I Don't Wonder At It; For
The Old Dutch Families ARE GENTLEFOLKS Of The Good Dull Old School,
And The English Colonists Can Scarcely Suit Them.
In the few
instances in which I have succeeded in thawing a Dutchman, I have
found him wonderfully good-natured; and the different manner in
which I was greeted when in company with the young doctor showed
the feeling at once.
The dirt of a Dutch house is not to be
conceived. I have had sights in bedrooms in very respectable
houses which I dare not describe. The coloured people are just as
clean.
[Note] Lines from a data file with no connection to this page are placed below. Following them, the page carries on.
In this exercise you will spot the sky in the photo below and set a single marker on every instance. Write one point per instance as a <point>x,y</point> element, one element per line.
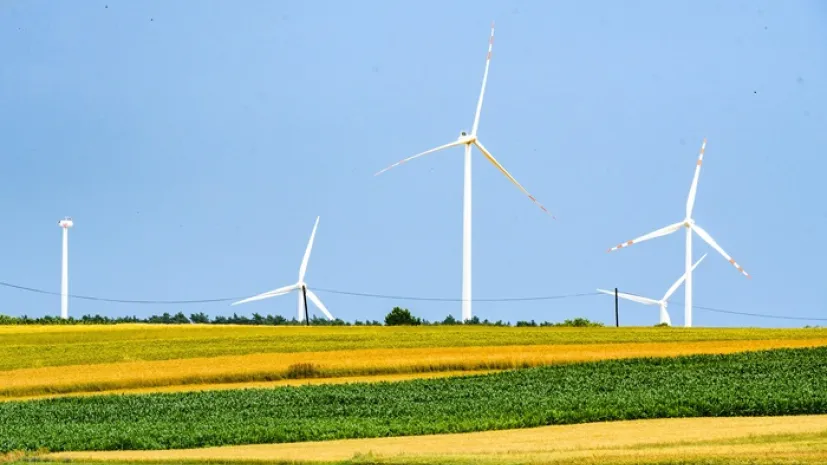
<point>195,143</point>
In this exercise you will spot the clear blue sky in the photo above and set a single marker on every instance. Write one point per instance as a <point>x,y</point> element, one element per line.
<point>194,144</point>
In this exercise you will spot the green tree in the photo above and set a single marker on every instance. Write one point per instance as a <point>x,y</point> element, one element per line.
<point>401,316</point>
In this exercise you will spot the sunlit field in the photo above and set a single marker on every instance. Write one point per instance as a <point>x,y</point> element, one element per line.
<point>764,383</point>
<point>41,346</point>
<point>739,440</point>
<point>142,357</point>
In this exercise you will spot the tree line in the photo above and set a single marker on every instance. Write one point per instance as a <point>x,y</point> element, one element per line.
<point>397,317</point>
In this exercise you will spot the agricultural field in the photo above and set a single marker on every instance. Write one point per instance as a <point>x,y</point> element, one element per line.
<point>81,360</point>
<point>733,440</point>
<point>42,346</point>
<point>378,394</point>
<point>763,383</point>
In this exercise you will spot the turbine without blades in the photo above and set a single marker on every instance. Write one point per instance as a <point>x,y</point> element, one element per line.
<point>301,286</point>
<point>662,303</point>
<point>469,140</point>
<point>690,226</point>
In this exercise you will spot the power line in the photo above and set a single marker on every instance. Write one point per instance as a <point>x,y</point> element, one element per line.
<point>449,299</point>
<point>331,291</point>
<point>759,315</point>
<point>123,301</point>
<point>385,296</point>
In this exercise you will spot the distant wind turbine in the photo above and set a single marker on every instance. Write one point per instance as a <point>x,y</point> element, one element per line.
<point>300,285</point>
<point>690,226</point>
<point>662,303</point>
<point>468,140</point>
<point>65,224</point>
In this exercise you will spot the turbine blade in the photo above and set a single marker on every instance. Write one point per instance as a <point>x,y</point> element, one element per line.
<point>437,149</point>
<point>632,297</point>
<point>660,232</point>
<point>306,258</point>
<point>508,175</point>
<point>664,316</point>
<point>709,240</point>
<point>484,82</point>
<point>268,294</point>
<point>693,190</point>
<point>681,280</point>
<point>316,301</point>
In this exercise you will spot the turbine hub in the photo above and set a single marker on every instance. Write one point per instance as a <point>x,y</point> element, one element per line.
<point>466,138</point>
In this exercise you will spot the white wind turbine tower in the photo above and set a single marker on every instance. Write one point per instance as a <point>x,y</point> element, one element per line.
<point>690,226</point>
<point>65,224</point>
<point>662,303</point>
<point>468,140</point>
<point>300,285</point>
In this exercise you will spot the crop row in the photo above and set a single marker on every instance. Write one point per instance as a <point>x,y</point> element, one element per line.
<point>776,382</point>
<point>345,363</point>
<point>30,347</point>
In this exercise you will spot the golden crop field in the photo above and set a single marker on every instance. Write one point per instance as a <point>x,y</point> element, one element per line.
<point>791,439</point>
<point>30,382</point>
<point>46,346</point>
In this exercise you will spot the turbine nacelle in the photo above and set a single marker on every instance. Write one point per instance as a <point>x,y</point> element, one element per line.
<point>465,138</point>
<point>300,286</point>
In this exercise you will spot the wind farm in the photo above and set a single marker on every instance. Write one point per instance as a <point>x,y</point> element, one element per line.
<point>196,146</point>
<point>468,140</point>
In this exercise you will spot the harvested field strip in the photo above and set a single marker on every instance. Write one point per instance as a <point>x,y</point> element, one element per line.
<point>768,383</point>
<point>639,441</point>
<point>273,367</point>
<point>42,346</point>
<point>260,384</point>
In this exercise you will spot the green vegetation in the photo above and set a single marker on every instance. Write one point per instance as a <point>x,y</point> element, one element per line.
<point>401,317</point>
<point>778,382</point>
<point>40,346</point>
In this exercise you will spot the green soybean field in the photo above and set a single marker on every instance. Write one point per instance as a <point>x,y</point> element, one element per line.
<point>774,382</point>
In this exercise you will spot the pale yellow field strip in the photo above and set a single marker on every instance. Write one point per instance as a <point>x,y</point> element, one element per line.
<point>277,366</point>
<point>261,384</point>
<point>641,439</point>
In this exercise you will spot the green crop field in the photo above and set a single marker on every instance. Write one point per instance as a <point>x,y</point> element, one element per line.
<point>41,346</point>
<point>777,382</point>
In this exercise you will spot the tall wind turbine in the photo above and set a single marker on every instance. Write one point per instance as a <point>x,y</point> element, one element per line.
<point>301,286</point>
<point>468,140</point>
<point>690,226</point>
<point>65,224</point>
<point>663,303</point>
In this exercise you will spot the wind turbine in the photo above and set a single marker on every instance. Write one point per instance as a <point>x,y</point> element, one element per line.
<point>300,285</point>
<point>468,140</point>
<point>690,226</point>
<point>65,224</point>
<point>664,315</point>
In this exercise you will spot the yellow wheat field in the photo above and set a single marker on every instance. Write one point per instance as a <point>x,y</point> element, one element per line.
<point>343,363</point>
<point>261,384</point>
<point>802,438</point>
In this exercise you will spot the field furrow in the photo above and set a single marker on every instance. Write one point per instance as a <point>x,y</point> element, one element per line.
<point>764,383</point>
<point>345,363</point>
<point>770,439</point>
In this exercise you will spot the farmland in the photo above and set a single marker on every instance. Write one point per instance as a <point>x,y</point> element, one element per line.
<point>766,383</point>
<point>753,440</point>
<point>332,365</point>
<point>44,346</point>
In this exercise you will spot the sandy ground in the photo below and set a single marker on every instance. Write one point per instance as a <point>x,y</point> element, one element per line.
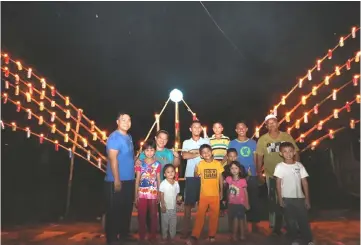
<point>338,231</point>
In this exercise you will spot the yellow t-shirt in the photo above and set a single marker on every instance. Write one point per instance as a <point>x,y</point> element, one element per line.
<point>209,172</point>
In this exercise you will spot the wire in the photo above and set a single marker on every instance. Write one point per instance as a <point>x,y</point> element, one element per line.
<point>224,34</point>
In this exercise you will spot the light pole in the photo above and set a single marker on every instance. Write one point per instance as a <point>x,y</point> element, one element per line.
<point>176,96</point>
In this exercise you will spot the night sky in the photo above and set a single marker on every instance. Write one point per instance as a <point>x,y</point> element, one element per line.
<point>128,56</point>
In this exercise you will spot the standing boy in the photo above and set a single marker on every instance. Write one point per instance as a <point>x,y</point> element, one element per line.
<point>210,172</point>
<point>246,149</point>
<point>291,179</point>
<point>219,142</point>
<point>190,152</point>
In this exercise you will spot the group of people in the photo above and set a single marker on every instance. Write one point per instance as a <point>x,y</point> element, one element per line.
<point>221,176</point>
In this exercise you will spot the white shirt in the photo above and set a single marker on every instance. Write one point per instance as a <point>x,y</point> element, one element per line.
<point>291,175</point>
<point>170,193</point>
<point>191,144</point>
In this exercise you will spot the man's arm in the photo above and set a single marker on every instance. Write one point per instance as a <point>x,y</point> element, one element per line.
<point>259,163</point>
<point>137,180</point>
<point>190,154</point>
<point>279,191</point>
<point>305,190</point>
<point>112,155</point>
<point>220,186</point>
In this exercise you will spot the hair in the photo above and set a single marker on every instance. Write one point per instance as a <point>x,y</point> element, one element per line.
<point>242,171</point>
<point>286,144</point>
<point>242,122</point>
<point>195,121</point>
<point>121,114</point>
<point>149,144</point>
<point>229,150</point>
<point>204,146</point>
<point>217,122</point>
<point>169,165</point>
<point>162,132</point>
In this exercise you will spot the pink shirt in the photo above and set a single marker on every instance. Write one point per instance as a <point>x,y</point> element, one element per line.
<point>236,193</point>
<point>148,186</point>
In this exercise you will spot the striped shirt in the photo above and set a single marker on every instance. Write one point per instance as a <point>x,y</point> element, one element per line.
<point>219,146</point>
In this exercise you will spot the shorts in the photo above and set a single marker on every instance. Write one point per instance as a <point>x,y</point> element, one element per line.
<point>192,190</point>
<point>236,211</point>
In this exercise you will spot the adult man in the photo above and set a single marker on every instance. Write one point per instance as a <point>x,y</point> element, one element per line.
<point>268,153</point>
<point>164,156</point>
<point>190,152</point>
<point>119,181</point>
<point>246,149</point>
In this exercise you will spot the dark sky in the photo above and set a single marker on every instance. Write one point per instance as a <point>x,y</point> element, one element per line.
<point>129,55</point>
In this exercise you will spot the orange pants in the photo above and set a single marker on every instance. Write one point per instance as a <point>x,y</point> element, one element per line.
<point>204,202</point>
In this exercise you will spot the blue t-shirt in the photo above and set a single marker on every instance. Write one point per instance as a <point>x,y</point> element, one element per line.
<point>164,157</point>
<point>245,152</point>
<point>124,144</point>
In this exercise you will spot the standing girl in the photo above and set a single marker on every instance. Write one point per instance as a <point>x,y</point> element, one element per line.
<point>169,189</point>
<point>237,199</point>
<point>146,191</point>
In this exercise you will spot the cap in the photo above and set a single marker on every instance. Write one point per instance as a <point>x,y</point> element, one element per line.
<point>271,116</point>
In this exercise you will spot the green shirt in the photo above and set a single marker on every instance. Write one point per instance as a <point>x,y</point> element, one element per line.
<point>269,148</point>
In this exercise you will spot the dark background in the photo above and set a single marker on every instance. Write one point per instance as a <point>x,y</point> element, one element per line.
<point>129,55</point>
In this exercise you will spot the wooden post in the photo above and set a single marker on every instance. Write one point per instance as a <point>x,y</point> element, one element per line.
<point>70,181</point>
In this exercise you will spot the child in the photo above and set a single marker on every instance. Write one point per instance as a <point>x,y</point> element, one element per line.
<point>237,199</point>
<point>146,191</point>
<point>219,142</point>
<point>230,157</point>
<point>291,178</point>
<point>210,173</point>
<point>169,189</point>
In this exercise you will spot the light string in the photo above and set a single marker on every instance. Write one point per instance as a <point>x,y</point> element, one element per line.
<point>317,66</point>
<point>316,142</point>
<point>55,142</point>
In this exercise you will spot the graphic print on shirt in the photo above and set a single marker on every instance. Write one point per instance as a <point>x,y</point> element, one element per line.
<point>245,151</point>
<point>274,147</point>
<point>233,190</point>
<point>148,180</point>
<point>210,174</point>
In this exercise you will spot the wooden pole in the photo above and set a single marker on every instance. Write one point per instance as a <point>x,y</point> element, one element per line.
<point>70,181</point>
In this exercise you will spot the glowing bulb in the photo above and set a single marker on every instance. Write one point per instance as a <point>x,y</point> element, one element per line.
<point>176,95</point>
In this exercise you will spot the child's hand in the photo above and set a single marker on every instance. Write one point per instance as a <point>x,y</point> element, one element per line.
<point>307,204</point>
<point>246,205</point>
<point>281,202</point>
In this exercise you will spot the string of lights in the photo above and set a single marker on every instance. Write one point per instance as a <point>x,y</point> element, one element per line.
<point>334,115</point>
<point>330,135</point>
<point>54,92</point>
<point>316,107</point>
<point>325,82</point>
<point>42,138</point>
<point>317,66</point>
<point>54,129</point>
<point>52,114</point>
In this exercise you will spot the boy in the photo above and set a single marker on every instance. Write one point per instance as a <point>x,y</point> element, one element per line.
<point>219,142</point>
<point>246,149</point>
<point>190,152</point>
<point>230,157</point>
<point>291,178</point>
<point>210,173</point>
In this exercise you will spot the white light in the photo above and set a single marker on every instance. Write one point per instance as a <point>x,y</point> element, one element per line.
<point>176,95</point>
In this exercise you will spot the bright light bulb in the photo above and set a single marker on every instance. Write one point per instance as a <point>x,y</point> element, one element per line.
<point>176,95</point>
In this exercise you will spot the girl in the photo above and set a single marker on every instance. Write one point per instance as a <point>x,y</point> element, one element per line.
<point>146,191</point>
<point>237,199</point>
<point>169,189</point>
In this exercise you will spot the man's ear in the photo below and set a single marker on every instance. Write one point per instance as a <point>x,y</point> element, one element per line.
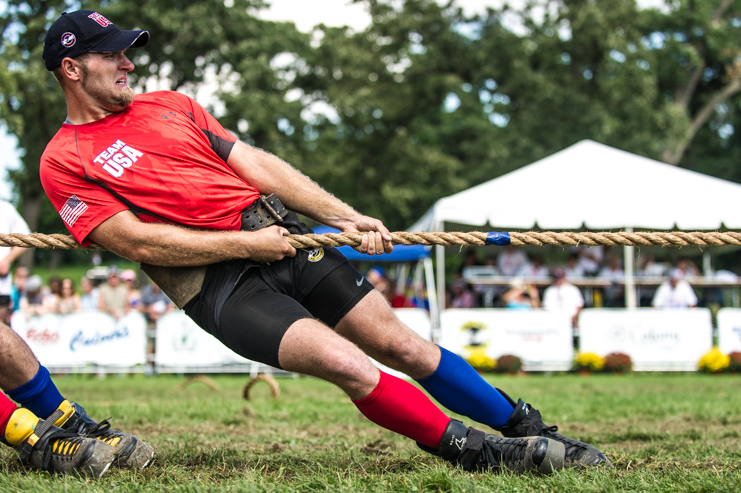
<point>71,69</point>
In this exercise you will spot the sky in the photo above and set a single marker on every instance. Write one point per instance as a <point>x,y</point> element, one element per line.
<point>305,15</point>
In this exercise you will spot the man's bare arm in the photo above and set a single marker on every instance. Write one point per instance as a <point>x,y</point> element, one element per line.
<point>299,193</point>
<point>8,260</point>
<point>169,245</point>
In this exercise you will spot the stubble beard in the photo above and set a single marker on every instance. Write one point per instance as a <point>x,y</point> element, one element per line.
<point>106,98</point>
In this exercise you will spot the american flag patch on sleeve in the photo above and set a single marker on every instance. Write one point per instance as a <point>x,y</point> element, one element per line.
<point>72,210</point>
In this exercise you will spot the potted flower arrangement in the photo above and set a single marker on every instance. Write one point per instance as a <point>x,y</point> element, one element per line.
<point>509,363</point>
<point>586,363</point>
<point>618,363</point>
<point>714,361</point>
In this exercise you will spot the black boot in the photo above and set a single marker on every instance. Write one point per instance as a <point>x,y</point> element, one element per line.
<point>526,421</point>
<point>475,450</point>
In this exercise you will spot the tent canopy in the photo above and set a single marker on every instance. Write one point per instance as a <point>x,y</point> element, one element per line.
<point>401,253</point>
<point>594,186</point>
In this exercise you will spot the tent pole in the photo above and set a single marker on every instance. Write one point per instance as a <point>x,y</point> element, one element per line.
<point>431,296</point>
<point>630,291</point>
<point>440,258</point>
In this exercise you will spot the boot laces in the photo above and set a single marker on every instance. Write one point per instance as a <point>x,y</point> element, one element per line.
<point>61,435</point>
<point>503,453</point>
<point>573,447</point>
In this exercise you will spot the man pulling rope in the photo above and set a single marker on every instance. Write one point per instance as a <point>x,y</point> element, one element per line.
<point>156,179</point>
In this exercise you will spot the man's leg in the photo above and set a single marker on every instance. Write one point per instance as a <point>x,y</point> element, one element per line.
<point>29,383</point>
<point>310,347</point>
<point>373,326</point>
<point>47,447</point>
<point>23,378</point>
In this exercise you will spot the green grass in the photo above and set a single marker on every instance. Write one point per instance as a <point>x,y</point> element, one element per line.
<point>662,432</point>
<point>75,272</point>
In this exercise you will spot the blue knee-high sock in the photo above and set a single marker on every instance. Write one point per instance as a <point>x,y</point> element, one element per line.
<point>39,395</point>
<point>457,386</point>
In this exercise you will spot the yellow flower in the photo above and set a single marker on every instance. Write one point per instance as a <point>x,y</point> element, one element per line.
<point>480,361</point>
<point>589,360</point>
<point>714,361</point>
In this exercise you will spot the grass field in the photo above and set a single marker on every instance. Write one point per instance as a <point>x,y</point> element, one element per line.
<point>662,432</point>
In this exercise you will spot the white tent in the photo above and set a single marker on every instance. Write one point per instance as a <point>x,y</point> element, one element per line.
<point>594,186</point>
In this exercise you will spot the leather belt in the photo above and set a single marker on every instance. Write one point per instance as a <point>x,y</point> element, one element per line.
<point>182,284</point>
<point>262,213</point>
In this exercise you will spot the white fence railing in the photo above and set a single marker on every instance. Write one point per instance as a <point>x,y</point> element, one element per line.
<point>663,340</point>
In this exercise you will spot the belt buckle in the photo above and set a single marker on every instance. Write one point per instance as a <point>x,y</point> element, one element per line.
<point>270,208</point>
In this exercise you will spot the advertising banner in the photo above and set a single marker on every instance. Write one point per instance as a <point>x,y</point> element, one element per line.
<point>542,340</point>
<point>660,340</point>
<point>183,344</point>
<point>729,330</point>
<point>85,338</point>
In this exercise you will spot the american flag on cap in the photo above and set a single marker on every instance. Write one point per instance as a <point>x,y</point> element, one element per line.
<point>72,209</point>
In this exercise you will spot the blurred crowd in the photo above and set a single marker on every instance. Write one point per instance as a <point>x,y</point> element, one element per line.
<point>116,294</point>
<point>532,284</point>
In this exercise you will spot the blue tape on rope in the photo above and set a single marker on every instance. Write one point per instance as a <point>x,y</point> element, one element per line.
<point>495,238</point>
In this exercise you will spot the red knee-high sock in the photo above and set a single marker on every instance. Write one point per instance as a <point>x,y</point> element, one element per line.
<point>7,407</point>
<point>401,407</point>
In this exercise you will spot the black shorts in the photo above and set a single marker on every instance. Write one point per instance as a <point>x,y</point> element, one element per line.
<point>249,306</point>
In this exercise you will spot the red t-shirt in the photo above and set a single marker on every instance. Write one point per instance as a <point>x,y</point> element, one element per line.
<point>163,157</point>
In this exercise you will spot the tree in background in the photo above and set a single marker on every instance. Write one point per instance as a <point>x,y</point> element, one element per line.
<point>425,101</point>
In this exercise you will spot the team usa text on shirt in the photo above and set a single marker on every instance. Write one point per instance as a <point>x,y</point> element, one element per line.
<point>117,157</point>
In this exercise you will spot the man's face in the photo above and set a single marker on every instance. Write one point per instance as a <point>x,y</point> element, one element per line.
<point>104,79</point>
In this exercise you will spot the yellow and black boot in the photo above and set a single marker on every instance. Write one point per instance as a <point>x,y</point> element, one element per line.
<point>44,446</point>
<point>130,451</point>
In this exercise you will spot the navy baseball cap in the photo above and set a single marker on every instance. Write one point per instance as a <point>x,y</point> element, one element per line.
<point>75,33</point>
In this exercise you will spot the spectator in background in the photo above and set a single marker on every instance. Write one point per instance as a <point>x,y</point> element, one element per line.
<point>461,295</point>
<point>68,301</point>
<point>563,297</point>
<point>10,222</point>
<point>128,277</point>
<point>470,259</point>
<point>615,292</point>
<point>114,295</point>
<point>90,295</point>
<point>534,268</point>
<point>675,292</point>
<point>521,296</point>
<point>510,261</point>
<point>19,287</point>
<point>590,259</point>
<point>573,270</point>
<point>649,268</point>
<point>32,303</point>
<point>688,267</point>
<point>154,303</point>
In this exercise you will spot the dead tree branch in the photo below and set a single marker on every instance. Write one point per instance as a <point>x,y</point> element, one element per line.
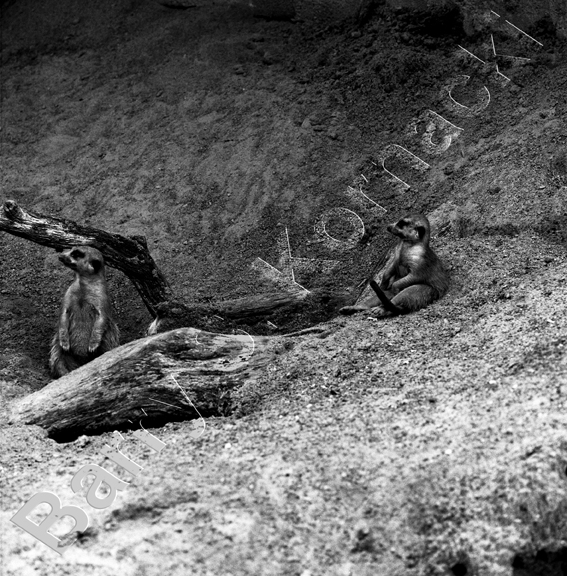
<point>129,255</point>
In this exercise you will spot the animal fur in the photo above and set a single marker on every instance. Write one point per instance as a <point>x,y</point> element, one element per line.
<point>413,277</point>
<point>86,328</point>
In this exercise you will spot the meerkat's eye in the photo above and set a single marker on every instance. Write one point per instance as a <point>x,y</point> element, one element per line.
<point>96,264</point>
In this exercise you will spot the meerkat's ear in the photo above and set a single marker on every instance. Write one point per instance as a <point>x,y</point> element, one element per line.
<point>97,265</point>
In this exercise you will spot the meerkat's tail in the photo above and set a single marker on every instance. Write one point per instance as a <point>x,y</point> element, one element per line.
<point>386,302</point>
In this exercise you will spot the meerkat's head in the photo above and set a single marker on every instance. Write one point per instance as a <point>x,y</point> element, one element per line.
<point>84,260</point>
<point>413,228</point>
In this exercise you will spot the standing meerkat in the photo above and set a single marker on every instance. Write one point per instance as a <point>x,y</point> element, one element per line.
<point>86,328</point>
<point>413,276</point>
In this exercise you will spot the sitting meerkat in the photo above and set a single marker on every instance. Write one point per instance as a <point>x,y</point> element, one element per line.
<point>86,328</point>
<point>413,276</point>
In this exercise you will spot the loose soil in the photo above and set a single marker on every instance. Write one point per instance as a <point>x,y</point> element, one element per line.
<point>429,444</point>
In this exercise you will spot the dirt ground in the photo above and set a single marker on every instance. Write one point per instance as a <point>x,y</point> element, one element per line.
<point>429,444</point>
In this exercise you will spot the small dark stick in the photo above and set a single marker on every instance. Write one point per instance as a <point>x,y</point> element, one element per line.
<point>384,299</point>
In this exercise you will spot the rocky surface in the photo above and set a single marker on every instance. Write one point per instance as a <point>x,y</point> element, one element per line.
<point>426,445</point>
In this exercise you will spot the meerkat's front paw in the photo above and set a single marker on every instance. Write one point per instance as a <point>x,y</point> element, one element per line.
<point>379,312</point>
<point>348,310</point>
<point>64,342</point>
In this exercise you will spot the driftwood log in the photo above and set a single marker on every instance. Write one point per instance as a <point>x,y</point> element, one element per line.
<point>130,255</point>
<point>178,375</point>
<point>175,375</point>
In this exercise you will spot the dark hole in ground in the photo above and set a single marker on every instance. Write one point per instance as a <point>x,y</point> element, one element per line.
<point>71,434</point>
<point>543,563</point>
<point>459,569</point>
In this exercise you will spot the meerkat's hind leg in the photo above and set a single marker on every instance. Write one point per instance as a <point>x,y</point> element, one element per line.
<point>414,297</point>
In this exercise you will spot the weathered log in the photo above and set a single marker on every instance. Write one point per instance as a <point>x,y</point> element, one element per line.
<point>172,376</point>
<point>317,305</point>
<point>129,255</point>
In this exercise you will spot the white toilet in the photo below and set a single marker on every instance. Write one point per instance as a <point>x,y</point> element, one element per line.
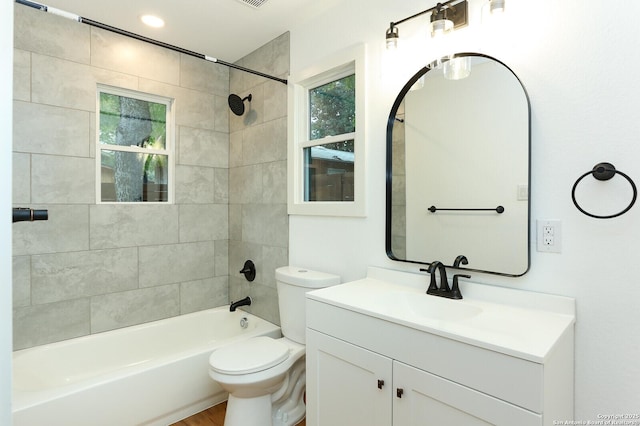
<point>265,377</point>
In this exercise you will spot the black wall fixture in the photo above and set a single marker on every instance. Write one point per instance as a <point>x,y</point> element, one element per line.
<point>29,215</point>
<point>236,103</point>
<point>249,270</point>
<point>603,172</point>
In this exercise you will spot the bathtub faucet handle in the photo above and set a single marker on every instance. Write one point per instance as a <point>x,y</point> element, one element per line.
<point>249,270</point>
<point>243,302</point>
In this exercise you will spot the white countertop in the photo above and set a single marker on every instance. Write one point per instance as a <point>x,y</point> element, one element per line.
<point>514,322</point>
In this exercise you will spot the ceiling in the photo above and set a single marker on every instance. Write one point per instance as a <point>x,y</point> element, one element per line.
<point>223,29</point>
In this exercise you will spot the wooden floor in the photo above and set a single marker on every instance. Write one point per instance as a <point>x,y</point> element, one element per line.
<point>214,416</point>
The young doctor (who is much Anglicised) tells me that, in
illness, he has to break the windows in the farmhouses - they are
built not to open! The boers are below the English in manners and
intelligence, and hate them for their 'go-ahead' ways, though THEY
seem slow enough to me. As to drink, I fancy it is six of one and
half a dozen of the other; but the English are more given to
eternal drams, and the Dutch to solemn drinking bouts. I can't
understand either, in this climate, which is so stimulating, that I
more often drink ginger-beer or water than wine - a bottle of sherry
lasted me a fortnight, though I was ordered to drink it; somehow, I
had no mind to it.
27th. - The cart could not be got till the day before yesterday, and
yesterday Mrs. D- arrived in it with two new Irish maids; it saved
her 3l., and I must have paid equally.